Presumably it's the possibility for connection that propels writing in the first place and helps take it from being self-indulgent to being useful in some way. Just as no one starts a band in their basement expecting it will stay there I don't go to the radio station each week with the expectation that I'm the only one listening. If I'm gonna bother writing something I want real people to read it, not just imaginary future publishers.

That's why blogs are great. You can do it without the pretension that can come with harboring dreams of literary fame that I might have had taking creative writing classes in school.

Several months ago, a friend wrote me about how she had been touched by something I had written about my late dad. I sometimes question the merit of writing about deeply personal subjects, this blog having started as a travel journal, it wasn't something I was prepared for. When I started writing about it, I wasn't sure if anyone would care. But the way I figure it, if even one person is touched by something I write, then that is sufficient justification to sit down every week to do something I love.
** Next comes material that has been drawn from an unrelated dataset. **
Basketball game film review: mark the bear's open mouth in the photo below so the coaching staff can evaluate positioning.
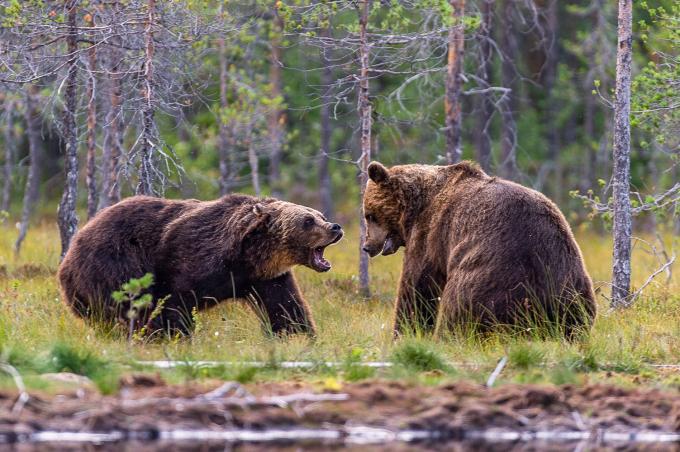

The radio show that shares this blogs' name Late Night Hobo Blues (which doesn't really make sense for either one at this point...) started as a jazz and blues show and ended up somewhere very different. I've finally abandoned sticking to a theme or direction to dictate its content. And that's what I plan to do here as well.

Normally that sort of lack of direction bothers me, but I think for now it's good. I'll just keep looking around and seeing what I can find and then on Wednesdays I'll show you what I've found.